Если не считать работ Бранкузи, я не знаю ни одной современной скульптуры, которая хоть в чем-то была бы равна пластике современного боя быков. Но коррида — искусство столь же не перманентное, как пение и танец, против которых предостерегал Леонардо; когда исполнитель исчезает, это искусство остается лишь в памяти тех, кто его видел, и умирает вместе с ними. Разглядывание фотографий или чтение описаний только убивают воспоминание о нем. Будь такое искусство перманентным, оно стало бы одним из главенствующих, однако оно недолговечно и прекращает существование вместе со своим создателем, в то время как искусство академическое невозможно даже оценить, пока хорошенько не закопают несущественную физическую гниль того, кто его сотворил. Это искусство имеет дело со смертью, и смерть стирает его с доски. Но оно никогда не утрачивается навсегда, поскольку во всех искусствах любые логические усовершенствования и открытия совершаются кем-то еще; и вот почему ничто в действительности не пропадает навечно, кроме самого человека. Было бы очень приятно сознавать, что если бы со смертью художника вдруг куда-то исчезали все его полотна, находки, к примеру, сделанные Сезанном, вовсе не сгинули бы, а были взяты на вооружение его подражателями. Ага, так они нас и послушались.

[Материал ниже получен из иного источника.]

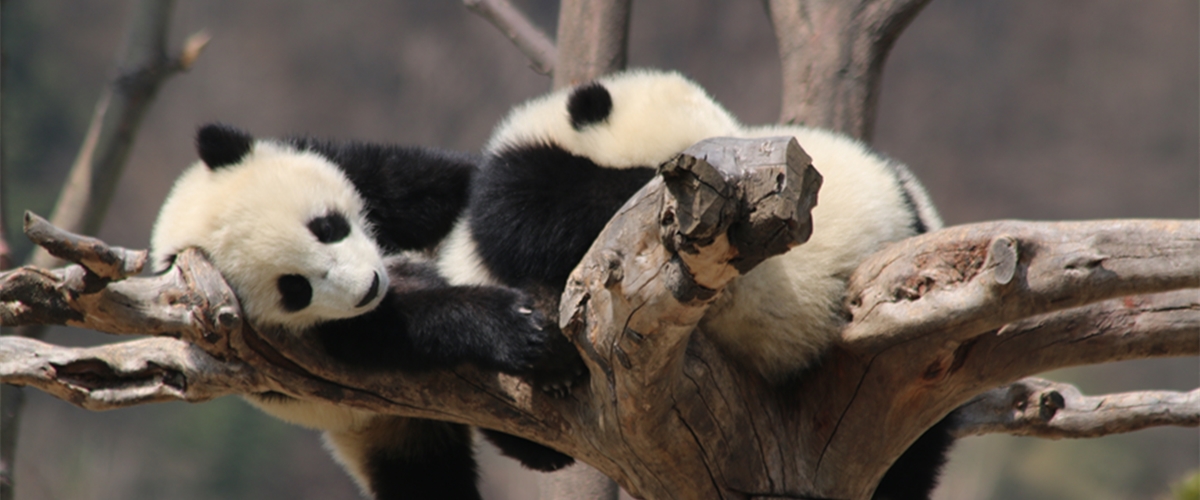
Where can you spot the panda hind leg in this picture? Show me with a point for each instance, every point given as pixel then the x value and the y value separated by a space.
pixel 395 458
pixel 531 455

Предположим, полотна какого-то художника исчезают вместе с ним, а книжки писателя автоматически уничтожаются при его смерти и существуют лишь в памяти тех, кто их прочел. Именно это и происходит в корриде. Искусство, метод, практические усовершенствования, какие-то открытия — все это остается; но индивидуум, чьи действия их создали, тот, кто послужил лакмусовой бумажкой, первоисточником, исчезает, и пока не появится другой, столь же великий индивидуум, эти вещи, которые имитируются подражанием в отсутствие первоисточника, вскоре деформируются, ослабляются и теряют какую-либо связь с оригиналом. Искусство создается лишь индивидуумом. Индивидуум — это все, что у тебя было, есть и будет, и любые школы служат только для сортировки своих членов по масштабам неудач. Когда появляется великий художник, он использует все, что в его искусстве было открыто или известно до него, вынося вердикт — принимаем или бракуем — за время столь короткое, что знание, кажется, родилось вместе с ним; то, что заурядный человек осваивает всю жизнь, великий мастер схватывает мгновенно, после чего преодолевает границы доселе известного или сделанного и создает что-то свое. Однако порой между великими проходит слишком долгое время, и те, кто знавал великих предшественников, редко признают величие за новыми именами. Они хотят былого, причем в том виде, каким оно осталось в их памяти. А вот другие — современники — признают пришествие новых великих мастеров благодаря их способности удивительно быстро все ухватывать, и, наконец, вслед за ними решаются последовать и те, кто помнит стародавнее. Им простительна подобная медлительность, потому что за период ожидания они видели столь многих ложных гениев, что развившаяся подозрительность не позволяет довериться даже собственным чувствам; только воспоминаниям. Память, конечно, никогда не правдива.